Imola. Il sindaco, Daniele Manca, con una ordinanza “contingibile e urgente” ha vietato l’ingresso di ogni specie di animali al seguito di circhi che vogliano attendarsi nel territorio comunale. I motivi? Sicurezza e ordine pubblico. Il primo provvedimento riguarda il circo Martini, dai cui recinti è fuggita la giraffa tragicamente morta . “Ritengo che la questione dell’uso degli animali a fini di spettacolo debba essere affrontata nelle sedi competenti e auspico a tal fine una moratoria a livello nazionale – dichiara Manca -. Intanto ho fatto ricorso all’unico strumento che la legge mi assegna come sindaco”. Intanto però il circo ha alzato il tendone e tutto è pronto per gli spettacoli annunciati dal 4 ottobre.
Critiche all’operato del sindaco arrivano dal consigliere regionale del Movimento 5 stelle Andrea De Franceschi: “Il sindaco di Imola è in confusione totale. Per sua sfortuna la triste storia giraffina Aleksandra ne mette in mostra tutta l'impreparazione sul tema del rispetto degli animali. Prima viene colto impreparato, con la sua città che rilascia l'autorizzazione al circo, poi tenta di mettere una toppa che è peggiore del buco. Gli imolesi dovrebbero stare attenti, perché il rischio è che a pagarne le conseguenze economiche siano loro. Perché? La ‘pezza’ del sindaco è infatti un'ordinanza che vieta ‘l'ingresso di ogni specie di animali al seguito dei circhi che si fermeranno in città’. Informiamo Daniele Manca che l'ordinanza potrebbe essere impugnata dai circensi e la causa facilmente vinta. Successe già pochi mesi fa, dove un altro falco del Pd, il sindaco Tagliani di Ferrara, tentò una misura uguale. Il risultato fu che Moira Orfei vinse il ricorso al Tar, in virtù della funzione sociale del circo (lo dice la Legge 337 del 1968, che regolamenta l’attività dei circhi e dello spettacolo viaggiante): la competenza non spetterebbe ai Comuni, ma al Governo. Per il principio della gerarchia delle fonti di diritto, dunque, un Comune non potrebbe vietare ciò che una normativa dello Stato consente. Ci sono altri Comuni, San Lazzaro di Savena, ad esempio, che sono riusciti nell'intento. Siamo convinti che anche Manca ce la possa fare”.

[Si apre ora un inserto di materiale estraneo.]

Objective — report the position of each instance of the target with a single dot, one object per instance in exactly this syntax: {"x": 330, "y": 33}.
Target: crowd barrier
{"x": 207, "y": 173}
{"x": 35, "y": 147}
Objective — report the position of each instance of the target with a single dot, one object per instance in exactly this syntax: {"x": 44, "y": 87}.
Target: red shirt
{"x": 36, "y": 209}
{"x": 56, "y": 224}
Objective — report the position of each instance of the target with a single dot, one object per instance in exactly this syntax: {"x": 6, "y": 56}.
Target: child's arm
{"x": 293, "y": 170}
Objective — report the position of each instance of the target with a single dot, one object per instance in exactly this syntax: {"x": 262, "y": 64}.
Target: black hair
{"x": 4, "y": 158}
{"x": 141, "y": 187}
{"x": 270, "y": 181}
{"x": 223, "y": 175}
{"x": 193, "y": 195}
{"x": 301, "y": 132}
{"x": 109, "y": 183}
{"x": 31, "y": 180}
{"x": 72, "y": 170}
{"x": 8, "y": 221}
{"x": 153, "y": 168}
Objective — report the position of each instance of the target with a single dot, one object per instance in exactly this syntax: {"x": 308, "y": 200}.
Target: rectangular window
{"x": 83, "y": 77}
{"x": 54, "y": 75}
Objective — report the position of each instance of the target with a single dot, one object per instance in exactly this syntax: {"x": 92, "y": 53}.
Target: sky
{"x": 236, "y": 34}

In consiglio comunale l'assessore all'ambiente, il verde Luciano Mazzini, ha precisato che entro giovedì 27 alle ore 10 il circo Martini ha tempo per spostare gli animali (cammelli, cavalli, lama e pony) fuori dal Comune di Imola, in un luogo consono per essere ospitati senza pericoli. Dopodiché, il circo potrà tenere regolarmente i suoi spettacoli dal 4 all'8 ottobre con la presenza di artisti, acrobati, clown. La decisione della giunta sembra essere stata accettata dai circensi che si stanno già muovendo in tal senso.

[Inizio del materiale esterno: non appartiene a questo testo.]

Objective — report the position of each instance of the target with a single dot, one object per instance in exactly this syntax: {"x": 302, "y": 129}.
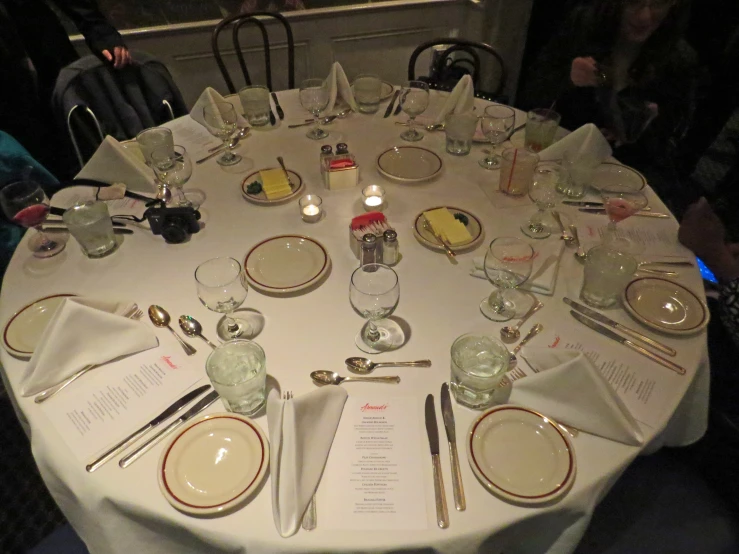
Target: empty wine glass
{"x": 508, "y": 264}
{"x": 496, "y": 125}
{"x": 374, "y": 293}
{"x": 222, "y": 121}
{"x": 222, "y": 288}
{"x": 26, "y": 204}
{"x": 544, "y": 192}
{"x": 414, "y": 99}
{"x": 173, "y": 168}
{"x": 314, "y": 97}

Intanti in merito alla cattura della Giraffa l'Azienda sanitaria imolese precisa “che il tempestivo e dovuto intervento del Servizio veterinario pubblico, su richiesta delle Forze dell’Ordine, è da considerarsi come la gestione di un’emergenza urbana in cui sussistevano un oggettivo percolo per l’incolumità dei cittadini. La sedazione dell’animale, feritosi durante la fuga e fortemente agitato, è stata indispensabile a garantire tale sicurezza e procedere alla cattura della giraffa, avvenuta intorno alle 11, e alla sua riconsegna ai proprietari, che non erano stati in grado di ricondurre sotto il loro controllo l’animale, in fuga da diverse ore. Il farmaco utilizzato era idoneo al caso ed è stato somministrato seguendo le indicazioni previste. Una volta riaffidato l’animale ai proprietari, il veterinario pubblico non poteva svolgere compiti di assistenza zooiatrica che invece competevano al veterinario consulente della proprietà, di cui era stato più volte sollecitato l’intervento. Ciò non di meno, il professionista dell’Ausl di Imola si è assicurato che l’assistenza all’animale venisse garantita, come in effetti è in seguito avvenuto grazie all’intervento di una equipe veterinaria chirurgico-anestesiologica chiamata dalla proprietà. Il Servizio veterinario dell’Azienda Usl di Imola ha pertanto agito nel pieno rispetto delle competenze attribuitegli dalla normativa in casi di emergenza, mettendo in campo le risorse e le competenze professionali necessarie. Resta il rammarico per l’esito di questa vicenda, le cui cause si confida saranno chiarite dall’autopsia che lo stesso veterinario pubblico ha disposto”.